「もっとちゃんとできたはず」
「なんであんな言い方をしてしまったんだろう」
「自分の甘さが出てしまった…」
私たち介護士という仕事をしていると、1日の終わりに何かしら“反省材料”が浮かぶことってありませんか?
入居者様に対する接し方、チーム内の連携、作業の優先順位、声のかけ方…
あぁ、あそこはこうすればよかったな、と帰り道に自分を責めながら歩くことも少なくありません。
私は老人ホームで働く介護士です。
この仕事に就いて20年以上経ちましたが、未だに「今日の自分は大丈夫だったか」と毎日振り返っています。
それはきっと、誰かにとっての「安心」を預かっている仕事だからこそ。
一人ひとりの小さな変化に気づき、寄り添うことが求められるこの職業には、想像以上に繊細な感受性が必要です。
でもその分、自分のふるまいや言葉のひとつひとつに対して、必要以上に「ダメ出し」をしてしまいがちでもあります。
◆ 「反省」と「否定」は違うもの
ある日、後輩の介護士がこう言ってきました。
「先輩、私…入居者様にちょっと強い口調で注意しちゃって。そのあとずっと自分を責めちゃって、眠れなかったんです」
その言葉を聞いたとき、私は思わずこう返しました。
「それって、優しさだよ。
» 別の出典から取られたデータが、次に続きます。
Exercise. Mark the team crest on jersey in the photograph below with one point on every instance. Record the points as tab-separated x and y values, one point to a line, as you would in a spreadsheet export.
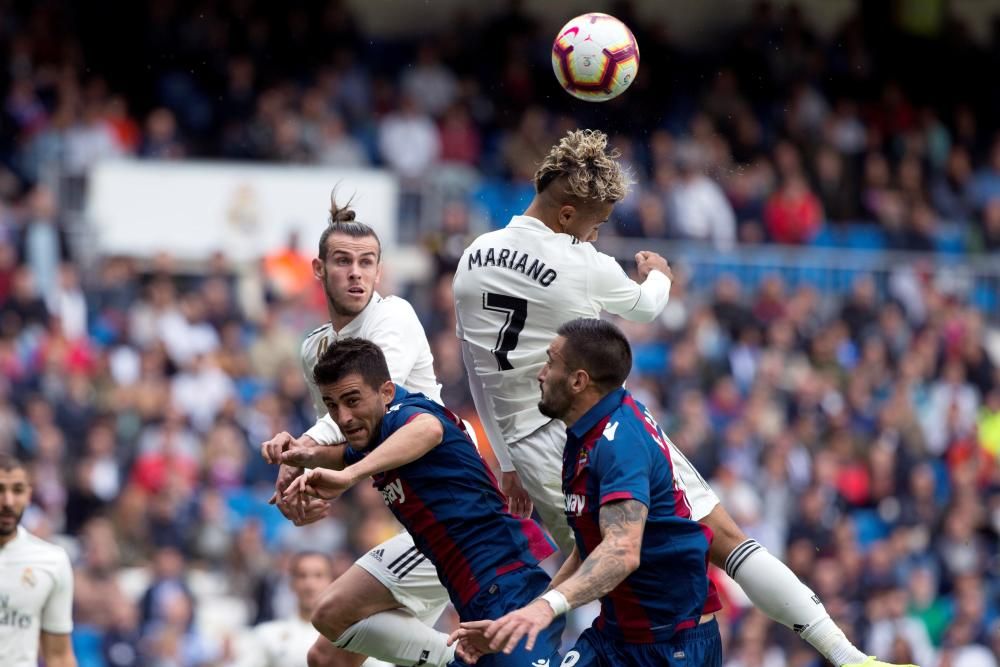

強く言ってしまったことを後悔できるって、ちゃんと心が動いてるってことじゃない?」
彼女は少し驚いた顔をしてから、「そんなふうに考えたことなかったです」と言いました。
多くの人は、「反省する=ダメだった自分を否定すること」だと思ってしまっています。
でも、反省とは本来「次によりよくするために自分を振り返る行為」です。
決して、自分の価値を下げるための時間ではありません。
私自身も、介護の現場で幾度となく「やってしまった…」と頭を抱えてきました。
ですが、そのたびに反省だけで終わってしまうと、どんどん自信を失っていってしまうのです。
「私はいつもダメな介護士だ」「向いてないかもしれない」
そんなふうに思い込むようになると、笑顔も減り、入居者様との距離も自然と遠くなってしまいます。
◆ 「あのとき頑張った自分」にも目を向ける
反省する前に、あるいは反省と同時に、私は自分に問いかけるようにしています。
「でも、あのとき私はどうしようとしていた?」
そう問い直すと、ミスの裏には「良かれと思ってやったこと」や「一生懸命だった思い」が必ずあるのです。
🌕声かけを急いだのは、他の入居者様のトイレコールが鳴っていたから
🌕少し強く言ってしまったのは、転倒の危険を防ぎたかったから
🌕表情がこわばっていたのは、自分自身が焦っていたから
それらは「結果」としては失敗だったかもしれない。
でも「動機」や「想い」まで否定する必要はありません。
「よし、じゃあ今度は同じ想いを、もっと穏やかに届けられるようにしよう」
そうやって、自分を一度肯定してから反省するほうが、心に余裕が生まれ、前向きな気持ちで次の一歩を踏み出せます。
◆ 肯定することは、甘やかすことではない
時々、「そんなふうに自分を甘やかしていては成長できない」と言う人もいます。
たしかに、過ちを見て見ぬふりするのは違う。
でも、「自分を責めなければ反省できない」わけではありません。
むしろ、自分に厳しすぎると、反省が「恐れ」や「萎縮」につながっていきます。
介護の現場で一番大切なのは、目の前の人にまっすぐ向き合うこと。
そのためには、自分自身をある程度「整った状態」に保っておく必要があります。
自分の心がガタガタになっていたら、相手の変化に気づく余裕も生まれません。
◆ 今日も頑張った自分に、ひとことかけてあげよう
私は帰り道に心が落ち込んでいるとき、こうつぶやくようにしています。
「今日もよくやったよ」
たったそれだけでも、自分の存在を少しだけ肯定できる気がします。
ミスもしたけど、全部が悪かったわけじゃない。
たとえば、朝の挨拶は笑顔でできたとか、おむつ交換を少しスムーズにできるようになったとか、
些細なことでも「できたこと」に目を向けると、自分への信頼を取り戻せます。
◆ さいごに
介護士という仕事は、本当に尊い仕事だと思います。
でも同時に、自分を見失いやすい仕事でもあります。
「反省」も大事。
でも、「肯定」も同じくらい大事。
自分の心がすり減る前に、自分にやさしい言葉をかけてあげてください。
人にやさしくしたいと願うあなたが、自分にやさしくすることを、どうか後回しにしないでください。
今日もあなたは、誰かの安心を支えていました。
それだけで、十分に価値のある1日だったはずです。
最後までお読みいただきありがとうございます。